Max Perkins Slept Here, Willa Cather Slept There

Late last week I took off on my first literary field trip of the year. Appropriately enough, it was to a Willa Cather lecture at the Bush-Holley House in the Cos Cob neighborhood of Greenwich, CT which is about an hour away from my new digs.

But first, a stop: New Canaan
But first, on the drive down I made a slight detour to New Canaan to see the house of Max Perkins.

Max Perkins House, New Canaan, CT

Max Perkins was the editor of American literary greats Ernest Hemingway, Fitzgerald, and Thomas Wolfe, among others. Last year I fell in love with A. Scott Berg’s bio Max Perkins: Editor of Genius and look forward to the forthcoming movie inspired by the book. Colin Firth is signed on to play Perkins and Berg is a consultant on the film which I take as a good sign.

The Perkins house is currently home to an architectural firm. You can’t see if from the shot above, but there is a discreet sign buried in the bushes.

The house now overlooks a parking lot, but I can image in earlier years the view was stunning as it sits atop a hill. Just down the hill is the train station where Perkins walked every day to take the train to his office in Manhattan.

On to Cos Cob
The drive from New Canaan to Cos Cob took about 20 minutes.

The Bush-Holley House

I think many of my bookish readers might be familiar with the painting below:

Couch on the Porch, 1914, by Frederick Childe Hassam (source)

The painting is gorgeous in itself and of special sentiment for bibliophiles, but did you know that Willa Cather is thought to be the woman reading on the couch?

The porch pictured above is attached to the Bush-Holley House in Cos Cob. The house dates back to 1728 and became a boarding house in 1848. From the 1890s-1920s it became a gathering place for impressionist painters and came to be called the Cos Cob Art Colony.

Willa Cather started visiting Bush-Holley in 1902 and often stayed here on weekend getaways. She may have learned much from the painters about how to represent color, movement, tone, etc.

Willa Cather walked up these steps.
On the first floor porch looking south. (At least I think its south…my sense of direction in CT is royally messed up. What seems north is east, what seems south is west, etc.)
On the first floor porch looking north. (Maybe)

The focus of this visit was to attend a lecture by Dr. Laura Winters entitled “Willa Cather Slept Here.” Dr. Winters’ lecture explored how Cather was impacted by the revolution going on in Modernist art and how she represented some of its themes and tensions in all of her novels after Alexander’s Bridge. For example, those of you who’ve read Death Comes for the Archbishop may recall the scene at the opening of Book One where Father Latour rides on horseback through the landscape of New Mexico for the first time:

The difficulty was that the county in which he found himself was so featureless–or rather, that it was crowded with features, all exactly alike.
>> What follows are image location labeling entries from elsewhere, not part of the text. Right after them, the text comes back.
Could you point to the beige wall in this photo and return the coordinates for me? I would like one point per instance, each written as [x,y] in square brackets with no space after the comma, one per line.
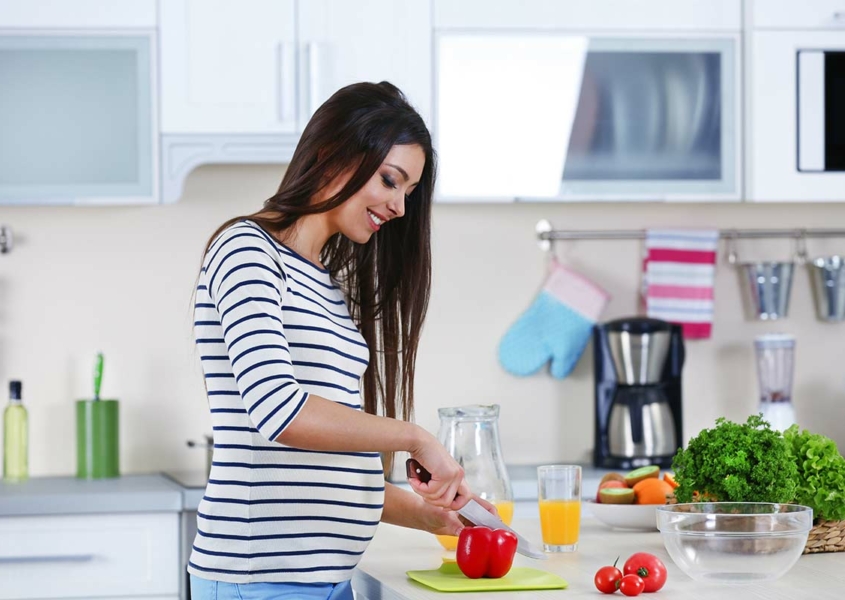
[120,279]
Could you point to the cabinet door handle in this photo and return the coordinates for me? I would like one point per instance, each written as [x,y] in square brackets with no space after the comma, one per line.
[286,82]
[312,82]
[4,560]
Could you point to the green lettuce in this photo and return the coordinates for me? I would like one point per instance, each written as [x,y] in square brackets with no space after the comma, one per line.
[735,462]
[821,473]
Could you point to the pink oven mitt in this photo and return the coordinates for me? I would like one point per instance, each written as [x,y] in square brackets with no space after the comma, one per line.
[556,327]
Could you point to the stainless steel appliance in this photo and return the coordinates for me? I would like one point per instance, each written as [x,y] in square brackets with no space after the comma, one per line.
[638,363]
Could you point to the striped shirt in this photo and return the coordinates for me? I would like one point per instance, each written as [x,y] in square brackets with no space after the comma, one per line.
[272,328]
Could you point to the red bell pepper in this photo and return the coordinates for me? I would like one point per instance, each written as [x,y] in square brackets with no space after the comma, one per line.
[485,552]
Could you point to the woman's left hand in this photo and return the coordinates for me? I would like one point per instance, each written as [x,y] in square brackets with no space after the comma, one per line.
[441,521]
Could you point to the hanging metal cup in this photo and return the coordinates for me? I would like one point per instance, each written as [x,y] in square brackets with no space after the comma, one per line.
[827,278]
[766,285]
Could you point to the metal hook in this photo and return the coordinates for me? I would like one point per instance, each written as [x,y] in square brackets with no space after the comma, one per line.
[6,239]
[543,228]
[801,246]
[733,255]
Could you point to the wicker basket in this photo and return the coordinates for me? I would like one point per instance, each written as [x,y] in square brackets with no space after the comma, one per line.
[826,536]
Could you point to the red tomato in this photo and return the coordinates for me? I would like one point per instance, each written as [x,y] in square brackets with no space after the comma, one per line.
[631,585]
[607,579]
[485,552]
[649,567]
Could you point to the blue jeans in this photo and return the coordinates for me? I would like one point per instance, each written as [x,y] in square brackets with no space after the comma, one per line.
[203,589]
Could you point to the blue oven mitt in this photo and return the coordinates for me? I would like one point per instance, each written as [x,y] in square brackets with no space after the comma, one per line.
[556,327]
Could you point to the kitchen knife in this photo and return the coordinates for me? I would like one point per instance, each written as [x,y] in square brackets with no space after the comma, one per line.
[476,514]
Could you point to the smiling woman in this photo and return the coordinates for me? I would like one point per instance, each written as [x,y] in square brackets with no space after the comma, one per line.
[298,307]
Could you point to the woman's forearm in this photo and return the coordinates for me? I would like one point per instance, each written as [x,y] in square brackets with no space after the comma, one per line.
[403,508]
[325,425]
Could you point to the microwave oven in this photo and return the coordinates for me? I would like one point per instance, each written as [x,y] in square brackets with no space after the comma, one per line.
[797,116]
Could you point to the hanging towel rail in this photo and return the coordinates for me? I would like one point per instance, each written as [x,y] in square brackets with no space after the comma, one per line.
[546,234]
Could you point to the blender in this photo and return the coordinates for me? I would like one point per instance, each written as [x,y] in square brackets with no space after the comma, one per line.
[775,364]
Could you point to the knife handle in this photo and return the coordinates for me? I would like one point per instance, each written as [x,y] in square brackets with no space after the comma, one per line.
[414,470]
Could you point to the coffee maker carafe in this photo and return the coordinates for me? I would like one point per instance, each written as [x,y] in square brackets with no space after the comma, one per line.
[638,363]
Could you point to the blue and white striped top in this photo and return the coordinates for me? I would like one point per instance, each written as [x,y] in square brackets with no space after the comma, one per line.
[272,328]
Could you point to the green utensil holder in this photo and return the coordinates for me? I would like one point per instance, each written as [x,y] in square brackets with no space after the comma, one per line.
[97,439]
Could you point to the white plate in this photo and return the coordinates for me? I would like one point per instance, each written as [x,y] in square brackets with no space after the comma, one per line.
[642,517]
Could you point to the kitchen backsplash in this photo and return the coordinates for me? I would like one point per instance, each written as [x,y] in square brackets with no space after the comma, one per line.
[119,280]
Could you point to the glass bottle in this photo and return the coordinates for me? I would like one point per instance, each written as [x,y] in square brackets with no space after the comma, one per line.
[15,463]
[471,435]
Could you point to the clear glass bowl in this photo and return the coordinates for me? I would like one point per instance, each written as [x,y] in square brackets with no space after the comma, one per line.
[734,542]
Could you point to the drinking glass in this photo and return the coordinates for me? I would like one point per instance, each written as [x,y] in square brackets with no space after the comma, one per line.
[559,488]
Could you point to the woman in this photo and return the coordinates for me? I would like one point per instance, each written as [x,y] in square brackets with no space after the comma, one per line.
[325,286]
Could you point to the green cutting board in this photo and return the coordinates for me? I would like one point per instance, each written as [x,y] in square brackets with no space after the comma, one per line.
[448,578]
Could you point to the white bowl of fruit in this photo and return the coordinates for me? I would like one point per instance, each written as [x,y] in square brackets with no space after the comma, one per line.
[629,501]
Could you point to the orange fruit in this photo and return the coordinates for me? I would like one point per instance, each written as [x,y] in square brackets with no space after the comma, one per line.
[652,491]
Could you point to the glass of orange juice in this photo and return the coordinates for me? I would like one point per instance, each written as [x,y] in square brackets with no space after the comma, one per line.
[559,489]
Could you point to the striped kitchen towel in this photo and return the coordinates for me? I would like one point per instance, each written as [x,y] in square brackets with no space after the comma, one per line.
[679,269]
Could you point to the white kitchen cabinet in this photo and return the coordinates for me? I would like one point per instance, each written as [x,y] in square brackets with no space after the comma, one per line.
[264,66]
[132,555]
[78,116]
[792,15]
[241,79]
[228,67]
[622,15]
[369,40]
[77,14]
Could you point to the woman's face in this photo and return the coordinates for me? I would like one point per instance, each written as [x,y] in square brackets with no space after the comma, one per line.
[382,198]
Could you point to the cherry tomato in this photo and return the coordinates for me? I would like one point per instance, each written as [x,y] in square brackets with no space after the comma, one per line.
[607,579]
[632,585]
[649,567]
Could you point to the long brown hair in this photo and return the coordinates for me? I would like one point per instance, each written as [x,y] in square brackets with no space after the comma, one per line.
[387,280]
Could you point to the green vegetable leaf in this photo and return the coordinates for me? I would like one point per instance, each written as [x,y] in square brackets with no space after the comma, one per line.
[821,473]
[734,462]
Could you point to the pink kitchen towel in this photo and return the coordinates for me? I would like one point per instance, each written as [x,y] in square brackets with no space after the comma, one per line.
[679,270]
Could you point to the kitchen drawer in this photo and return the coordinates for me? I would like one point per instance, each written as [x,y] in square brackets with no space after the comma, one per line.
[90,556]
[789,14]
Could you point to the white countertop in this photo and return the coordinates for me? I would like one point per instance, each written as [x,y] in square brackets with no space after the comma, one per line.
[395,550]
[69,495]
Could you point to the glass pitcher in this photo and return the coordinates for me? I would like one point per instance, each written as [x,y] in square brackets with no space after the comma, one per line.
[471,435]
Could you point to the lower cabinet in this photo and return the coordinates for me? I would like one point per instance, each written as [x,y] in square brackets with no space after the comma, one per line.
[127,556]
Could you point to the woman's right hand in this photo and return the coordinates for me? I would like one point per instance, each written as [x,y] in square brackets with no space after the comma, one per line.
[447,487]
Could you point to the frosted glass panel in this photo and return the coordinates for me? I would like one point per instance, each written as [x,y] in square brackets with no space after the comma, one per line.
[648,115]
[501,118]
[567,116]
[75,117]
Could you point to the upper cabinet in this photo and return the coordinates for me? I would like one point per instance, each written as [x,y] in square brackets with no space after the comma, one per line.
[796,91]
[228,67]
[78,103]
[240,80]
[345,42]
[606,101]
[117,101]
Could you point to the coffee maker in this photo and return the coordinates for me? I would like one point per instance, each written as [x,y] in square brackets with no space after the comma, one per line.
[638,363]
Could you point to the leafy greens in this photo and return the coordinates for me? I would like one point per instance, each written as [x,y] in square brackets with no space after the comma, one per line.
[821,473]
[734,462]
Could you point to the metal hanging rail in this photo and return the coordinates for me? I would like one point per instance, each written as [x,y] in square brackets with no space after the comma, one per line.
[547,234]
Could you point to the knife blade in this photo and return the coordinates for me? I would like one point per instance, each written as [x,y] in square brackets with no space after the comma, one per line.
[476,514]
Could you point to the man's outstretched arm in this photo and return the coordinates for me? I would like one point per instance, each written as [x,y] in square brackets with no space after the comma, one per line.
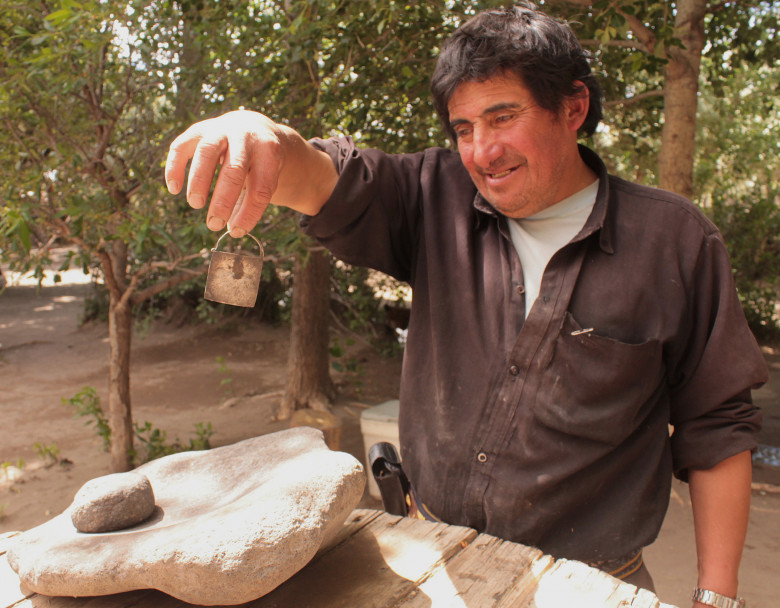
[262,162]
[720,499]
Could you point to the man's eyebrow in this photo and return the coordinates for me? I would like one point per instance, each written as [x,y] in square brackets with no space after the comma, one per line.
[499,107]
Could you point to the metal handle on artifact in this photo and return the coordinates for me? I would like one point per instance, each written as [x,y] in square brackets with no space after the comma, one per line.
[249,234]
[234,278]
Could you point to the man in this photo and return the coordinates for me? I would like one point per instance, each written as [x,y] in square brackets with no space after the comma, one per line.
[562,317]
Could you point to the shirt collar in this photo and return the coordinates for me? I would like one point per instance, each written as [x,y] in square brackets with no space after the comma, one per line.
[597,221]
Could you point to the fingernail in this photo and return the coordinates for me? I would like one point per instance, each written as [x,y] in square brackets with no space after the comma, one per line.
[197,201]
[215,223]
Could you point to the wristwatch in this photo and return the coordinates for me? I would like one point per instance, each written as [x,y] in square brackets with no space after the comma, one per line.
[705,596]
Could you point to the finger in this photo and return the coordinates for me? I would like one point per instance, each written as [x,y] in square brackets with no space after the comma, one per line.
[261,183]
[230,183]
[204,165]
[179,153]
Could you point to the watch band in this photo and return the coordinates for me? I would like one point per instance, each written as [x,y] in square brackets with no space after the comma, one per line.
[705,596]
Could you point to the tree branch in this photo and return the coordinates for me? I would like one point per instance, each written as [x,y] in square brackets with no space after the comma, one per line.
[634,99]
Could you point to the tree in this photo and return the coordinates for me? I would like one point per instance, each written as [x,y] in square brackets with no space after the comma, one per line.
[90,92]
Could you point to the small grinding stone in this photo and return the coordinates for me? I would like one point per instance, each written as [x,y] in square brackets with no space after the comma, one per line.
[112,502]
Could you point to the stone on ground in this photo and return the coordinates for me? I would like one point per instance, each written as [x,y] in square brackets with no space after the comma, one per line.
[231,524]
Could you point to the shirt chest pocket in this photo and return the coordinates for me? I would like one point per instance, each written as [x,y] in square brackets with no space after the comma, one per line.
[598,388]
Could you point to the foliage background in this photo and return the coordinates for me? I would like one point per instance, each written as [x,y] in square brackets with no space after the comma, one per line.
[91,93]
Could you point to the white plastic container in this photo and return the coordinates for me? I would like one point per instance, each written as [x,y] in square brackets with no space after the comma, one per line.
[379,423]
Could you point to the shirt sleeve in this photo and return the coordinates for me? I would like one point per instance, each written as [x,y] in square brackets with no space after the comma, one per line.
[372,215]
[711,406]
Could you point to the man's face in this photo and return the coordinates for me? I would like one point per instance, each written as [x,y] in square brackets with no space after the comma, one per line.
[521,157]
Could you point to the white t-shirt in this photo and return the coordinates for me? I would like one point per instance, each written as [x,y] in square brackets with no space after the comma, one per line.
[538,237]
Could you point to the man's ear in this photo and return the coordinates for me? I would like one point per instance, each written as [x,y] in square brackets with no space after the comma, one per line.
[575,107]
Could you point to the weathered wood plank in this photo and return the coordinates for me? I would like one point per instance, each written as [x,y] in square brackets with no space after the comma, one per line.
[487,573]
[378,566]
[570,583]
[131,599]
[356,520]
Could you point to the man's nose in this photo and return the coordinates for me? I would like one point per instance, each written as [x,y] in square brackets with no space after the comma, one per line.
[487,147]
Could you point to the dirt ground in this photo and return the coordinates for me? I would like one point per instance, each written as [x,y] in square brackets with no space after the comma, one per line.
[231,377]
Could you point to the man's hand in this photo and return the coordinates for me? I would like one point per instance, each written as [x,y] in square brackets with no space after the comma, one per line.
[261,162]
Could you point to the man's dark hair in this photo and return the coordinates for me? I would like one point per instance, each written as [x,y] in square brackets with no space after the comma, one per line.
[544,53]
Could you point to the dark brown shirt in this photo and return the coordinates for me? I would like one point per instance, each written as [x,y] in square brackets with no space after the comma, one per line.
[551,431]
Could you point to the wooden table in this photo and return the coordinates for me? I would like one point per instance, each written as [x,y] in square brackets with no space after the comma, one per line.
[384,561]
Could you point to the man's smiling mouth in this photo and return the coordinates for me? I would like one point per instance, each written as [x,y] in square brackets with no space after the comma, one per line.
[501,174]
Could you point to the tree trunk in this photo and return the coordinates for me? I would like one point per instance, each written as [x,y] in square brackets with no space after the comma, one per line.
[678,141]
[120,333]
[308,378]
[120,419]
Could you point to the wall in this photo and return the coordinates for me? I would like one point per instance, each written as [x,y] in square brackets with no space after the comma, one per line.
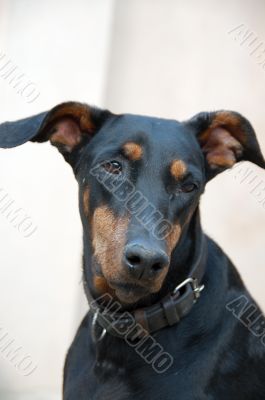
[165,58]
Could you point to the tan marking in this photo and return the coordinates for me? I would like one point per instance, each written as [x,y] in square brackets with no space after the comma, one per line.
[86,201]
[133,151]
[101,285]
[77,111]
[173,238]
[223,140]
[178,169]
[108,240]
[221,148]
[67,123]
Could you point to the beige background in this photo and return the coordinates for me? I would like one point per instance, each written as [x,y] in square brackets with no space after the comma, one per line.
[160,57]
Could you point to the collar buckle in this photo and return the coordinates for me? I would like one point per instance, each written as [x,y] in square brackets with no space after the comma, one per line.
[197,289]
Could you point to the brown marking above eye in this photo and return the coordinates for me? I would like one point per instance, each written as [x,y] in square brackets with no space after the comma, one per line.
[86,201]
[132,151]
[178,169]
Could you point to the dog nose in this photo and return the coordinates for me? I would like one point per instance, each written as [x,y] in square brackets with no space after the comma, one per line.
[143,263]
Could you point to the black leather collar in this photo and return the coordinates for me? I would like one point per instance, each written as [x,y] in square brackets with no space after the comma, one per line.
[167,312]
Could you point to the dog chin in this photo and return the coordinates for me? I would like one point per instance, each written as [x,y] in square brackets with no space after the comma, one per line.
[129,297]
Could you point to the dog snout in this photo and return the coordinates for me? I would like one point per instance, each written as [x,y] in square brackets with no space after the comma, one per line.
[143,262]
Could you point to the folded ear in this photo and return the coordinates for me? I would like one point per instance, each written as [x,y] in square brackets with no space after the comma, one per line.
[68,126]
[225,137]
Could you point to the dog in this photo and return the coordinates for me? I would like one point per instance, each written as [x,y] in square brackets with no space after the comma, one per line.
[169,316]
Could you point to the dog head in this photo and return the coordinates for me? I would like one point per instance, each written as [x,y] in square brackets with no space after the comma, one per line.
[140,180]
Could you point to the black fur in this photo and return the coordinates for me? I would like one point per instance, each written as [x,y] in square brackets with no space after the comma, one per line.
[215,355]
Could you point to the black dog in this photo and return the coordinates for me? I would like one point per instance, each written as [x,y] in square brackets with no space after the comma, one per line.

As far as he could see, on every side, the landscape was heaped up into monotonous red sand-hills, not much larger than haycocks, and very much the shape of hay-cocks.

This scene, Dr. Winters asserts, is a Cubist nightmare. I can see that.

Dr Winters with a first edition of Death Comes for the Archbishop

The lecture was stimulating and very well attended, a packed house (or barn, as the case may be). Dr Winters has the passion and friendliness that I’ve come to associate with the Cather community. She introduced herself to folks as they were coming in which is something you don’t often see at lectures.

After the lecture I went next door to the art gallery and enjoyed the current exhibit: The New Spirit and the Cos Cob Art Colony: Before and After The Armory Show. 

I look forward to going back to the Bush-Holley House for a tour of the house and subsequent exhibits.